El contacto directo con la naturaleza, incluso en pequeñas dosis, tiene un efecto muy reparador. Hacer excursiones, pasear por parques, plantar un árbol, cuidar plantas, colaborar en huertos urbanos o rurales… Todo esto ayuda a reconectar de forma positiva con el entorno, algo esencial cuando te duele ver cómo se degrada. Ver crecer un árbol o una flor que tú has plantado despierta emociones de gratitud, esperanza y pertenencia.
Sumarse a acciones colectivas —reforestaciones con ONGs, limpiezas de playas o ríos, proyectos de movilidad sostenible, iniciativas vecinales— no solo reduce un poquito el impacto ambiental, sino que construye redes y refuerza la sensación de utilidad. Aportar tu granito de arena, por pequeño que parezca, suele aliviar la ecoansiedad más que quedarse paralizado por la culpa o la desesperanza.
Los hábitos de vida saludables siguen siendo la base: alimentación equilibrada y lo más sostenible posible, ejercicio físico regular, buen sueño, límites razonables al estrés laboral o académico y momentos de ocio que te hagan sentir bien.

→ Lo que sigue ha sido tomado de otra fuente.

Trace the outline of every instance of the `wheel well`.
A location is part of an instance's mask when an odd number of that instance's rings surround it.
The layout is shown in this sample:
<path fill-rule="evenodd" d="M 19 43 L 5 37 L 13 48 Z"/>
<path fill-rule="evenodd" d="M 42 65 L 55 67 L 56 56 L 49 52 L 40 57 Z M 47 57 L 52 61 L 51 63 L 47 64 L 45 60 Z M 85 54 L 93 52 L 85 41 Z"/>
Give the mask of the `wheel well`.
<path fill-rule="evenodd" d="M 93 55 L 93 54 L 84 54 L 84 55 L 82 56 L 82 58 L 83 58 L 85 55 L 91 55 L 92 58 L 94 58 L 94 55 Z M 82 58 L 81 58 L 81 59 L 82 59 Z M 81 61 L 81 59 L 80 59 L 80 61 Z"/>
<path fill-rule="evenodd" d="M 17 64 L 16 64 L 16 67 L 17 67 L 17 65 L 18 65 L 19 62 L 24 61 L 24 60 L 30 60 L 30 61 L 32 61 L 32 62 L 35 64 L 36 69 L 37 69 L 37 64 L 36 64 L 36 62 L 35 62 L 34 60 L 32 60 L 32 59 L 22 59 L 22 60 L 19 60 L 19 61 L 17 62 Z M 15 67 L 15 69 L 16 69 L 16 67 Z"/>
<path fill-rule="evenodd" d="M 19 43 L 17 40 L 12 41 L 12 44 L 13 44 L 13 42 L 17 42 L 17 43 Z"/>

El cuerpo y la mente están estrechamente conectados, y un organismo agotado gestiona mucho peor cualquier preocupación, incluida la climática.
Por último, si notas que la preocupación por el clima te supera, te impide llevar una vida más o menos normal o se mezcla con otros problemas emocionales, es importante pedir ayuda profesional. Psicólogos y psiquiatras pueden ayudarte a ordenar lo que sientes, trabajar traumas vinculados a desastres, abordar ansiedad o depresión asociadas al clima y encontrar formas más sostenibles, también mentalmente, de implicarte en la defensa del planeta.
Todo lo que sabemos hoy apunta a que el cambio climático no solo calienta la atmósfera y altera los ecosistemas, sino que remueve nuestras emociones más profundas, sacude identidades, vínculos y proyectos vitales. Desastres extremos, degradación lenta del entorno, noticias alarmantes y desigualdades climáticas se combinan para generar ecoansiedad, solastalgia, estrés postraumático, depresión y otras formas de malestar, especialmente entre las personas y comunidades más vulnerables. Mirar de frente esta dimensión psicológica, reconocer su legitimidad y darle respuesta desde la clínica, la educación, la acción colectiva y las políticas públicas es ya una pieza imprescindible de cualquier estrategia seria frente a la crisis climática.